Edmond et Jules de Goncourt
La mort d'Henry Murger
(1861)

murger
Henry Murger en 1855

JOURNAL DES GONCOURT
(28 janvier 1861)
Saint-Victor, qui vient nous voir, nous dit la nouvelle: Murger est mourant, d'une maladie où l'on pourrit tout vivant, gangrène sénile compliquée de charbon, quelque chose d'horrible où l'on tombe en morceaux. En voulant lui couper les moustaches, l'autre jour, la lèvre est venue avec les poils. Ricord dit qu'en lui coupant les deux jambes, on le prolongerait peut-être huit jours.

La mort me semble parfois une ironie féroce, une plaisanterie de dieu impitoyable. La dernière fois que j'ai vu Murger, il y a de cela un mois; au café Riche, il avait une mine superbe. Il était gai, heureux. Il venait d'avoir un acte joué avec succès au Palais-Royal*. [Le Palais-Royal avait représenté, le 28 novembre 1860, Le Serment d'Horace, un acte en prose de Murger.]

Tous les feuilletons avaient plus parlé de lui pour cette bluette que pour tous ses romans; et il nous disait que c'était trop bête de s'échigner à faire des livres, dont on ne vous avait aucun gré et qui ne vous rapportaient rien, qu'il allait faire du théâtre et gagner de l'argent sans peine. Voilà la fin de cet avenir.
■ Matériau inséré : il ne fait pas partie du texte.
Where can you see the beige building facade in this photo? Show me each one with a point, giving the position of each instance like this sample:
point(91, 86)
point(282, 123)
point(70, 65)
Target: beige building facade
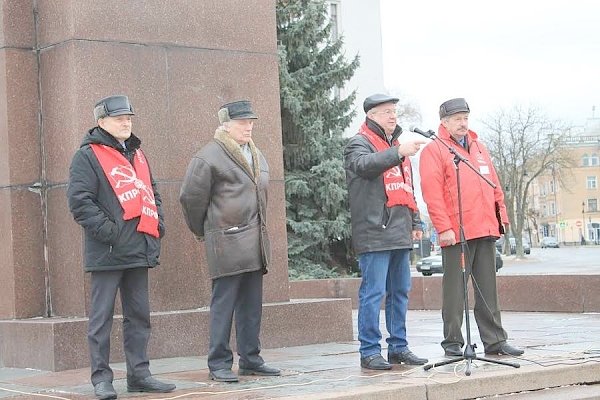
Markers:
point(564, 203)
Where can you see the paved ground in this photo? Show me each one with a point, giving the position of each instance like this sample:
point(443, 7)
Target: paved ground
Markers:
point(562, 361)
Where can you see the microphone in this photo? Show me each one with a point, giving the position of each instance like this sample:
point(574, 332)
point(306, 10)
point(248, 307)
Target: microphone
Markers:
point(427, 134)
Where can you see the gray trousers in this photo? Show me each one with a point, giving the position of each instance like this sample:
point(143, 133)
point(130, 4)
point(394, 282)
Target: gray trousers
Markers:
point(133, 287)
point(480, 261)
point(239, 295)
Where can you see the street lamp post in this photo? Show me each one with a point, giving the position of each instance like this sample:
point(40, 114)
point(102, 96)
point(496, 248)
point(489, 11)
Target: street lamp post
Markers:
point(583, 222)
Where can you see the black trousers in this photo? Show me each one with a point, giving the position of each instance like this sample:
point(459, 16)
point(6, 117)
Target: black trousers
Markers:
point(239, 295)
point(480, 261)
point(133, 287)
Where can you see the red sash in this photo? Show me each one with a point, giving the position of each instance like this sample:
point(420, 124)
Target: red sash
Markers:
point(131, 185)
point(397, 180)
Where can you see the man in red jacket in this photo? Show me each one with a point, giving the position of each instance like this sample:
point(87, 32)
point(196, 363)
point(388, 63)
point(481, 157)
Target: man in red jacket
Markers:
point(480, 206)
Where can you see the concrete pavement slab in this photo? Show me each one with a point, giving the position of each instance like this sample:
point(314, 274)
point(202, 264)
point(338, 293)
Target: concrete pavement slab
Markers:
point(562, 351)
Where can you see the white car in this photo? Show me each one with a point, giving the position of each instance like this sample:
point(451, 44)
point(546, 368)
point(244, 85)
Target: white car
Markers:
point(549, 241)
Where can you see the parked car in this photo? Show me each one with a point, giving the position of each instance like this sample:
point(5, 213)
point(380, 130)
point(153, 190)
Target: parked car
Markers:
point(549, 241)
point(513, 246)
point(433, 264)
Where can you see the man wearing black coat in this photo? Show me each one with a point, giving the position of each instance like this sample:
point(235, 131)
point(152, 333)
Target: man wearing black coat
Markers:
point(112, 195)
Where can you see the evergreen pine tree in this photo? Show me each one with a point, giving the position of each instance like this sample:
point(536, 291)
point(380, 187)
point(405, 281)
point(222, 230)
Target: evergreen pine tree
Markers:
point(312, 67)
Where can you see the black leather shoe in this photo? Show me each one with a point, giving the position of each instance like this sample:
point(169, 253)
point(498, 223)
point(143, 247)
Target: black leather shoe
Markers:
point(150, 385)
point(105, 391)
point(262, 370)
point(376, 361)
point(407, 357)
point(223, 375)
point(453, 350)
point(504, 349)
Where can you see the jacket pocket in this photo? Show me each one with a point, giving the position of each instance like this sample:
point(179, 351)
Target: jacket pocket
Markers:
point(234, 250)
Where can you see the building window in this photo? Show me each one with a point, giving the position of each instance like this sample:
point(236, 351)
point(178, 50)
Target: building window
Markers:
point(590, 161)
point(592, 182)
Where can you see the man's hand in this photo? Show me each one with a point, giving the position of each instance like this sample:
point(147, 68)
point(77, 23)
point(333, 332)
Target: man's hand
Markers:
point(447, 238)
point(410, 148)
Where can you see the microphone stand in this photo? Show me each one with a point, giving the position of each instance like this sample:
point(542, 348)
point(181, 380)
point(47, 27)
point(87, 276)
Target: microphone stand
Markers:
point(469, 354)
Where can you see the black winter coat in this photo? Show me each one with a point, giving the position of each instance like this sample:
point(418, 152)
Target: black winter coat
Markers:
point(111, 243)
point(375, 227)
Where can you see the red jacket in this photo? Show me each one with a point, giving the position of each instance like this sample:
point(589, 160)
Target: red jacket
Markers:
point(440, 192)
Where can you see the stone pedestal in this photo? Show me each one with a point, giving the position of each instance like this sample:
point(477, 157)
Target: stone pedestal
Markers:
point(177, 62)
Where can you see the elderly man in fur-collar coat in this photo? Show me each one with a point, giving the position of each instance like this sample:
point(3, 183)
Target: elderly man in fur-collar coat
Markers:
point(224, 200)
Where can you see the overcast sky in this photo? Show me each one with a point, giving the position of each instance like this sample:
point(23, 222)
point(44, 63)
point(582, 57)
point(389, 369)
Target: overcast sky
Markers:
point(495, 54)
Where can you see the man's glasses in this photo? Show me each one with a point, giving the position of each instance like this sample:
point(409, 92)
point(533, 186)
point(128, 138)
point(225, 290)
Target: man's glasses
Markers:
point(388, 113)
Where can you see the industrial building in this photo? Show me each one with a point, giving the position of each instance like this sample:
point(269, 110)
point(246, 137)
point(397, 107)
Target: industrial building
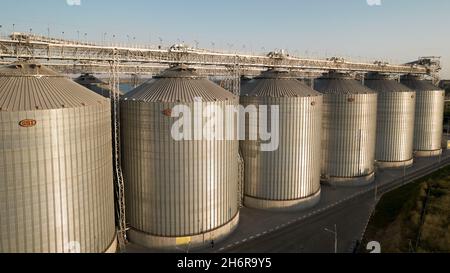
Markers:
point(429, 118)
point(177, 192)
point(349, 130)
point(395, 121)
point(288, 178)
point(56, 186)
Une mort, en y réfléchissant, qui a l'air d'une mort de l'Écriture. Cela me semble la mort de la bohème, cette mort par la décomposition - où tout se mêle, de la vie de Murger et du monde qu'il a peint: débauche du travail nocturne, périodes de misère et périodes de bombance, véroles mal soignées, le chaud et le froid de l'existence sans foyer, qui soupe et qui ne dîne pas, petits verres d'absinthe qui consolent du mont-de-piété; tout ce qui use, tout ce qui brûle, tout ce qui tue; vie en révolte avec l'hygiène du corps et de l'âme, qui fait qu'à quarante-deux ans, un homme s'en va de la vie en lambeaux, n'ayant plus assez de vitalité pour souffrir et ne se plaignant que d'une chose, de l'odeur de viande pourrie qui est dans sa chambre: c'est la sienne.

murger boheme
Henry Murger (1845)

Charles Edmond et Julie dînent ce soir chez nous. Charles Edmond vient de rencontrer Dumas, qui après lui avoir raconté tout ce qu'il a vu là-bas, en Italie, à une demande des nouvelles de son fils, répond: «Oh! Alexandre, il a ce que je n'ai pas, j'ai ce qu'il n'a pas. Qu'on m'enferme dans ma chambre avec cinq femmes, du papier, des plumes, de l'encre et une pièce à faire. Au bout d'une heure, les cinq actes seront écrits et les cinq femmes seront baisées.»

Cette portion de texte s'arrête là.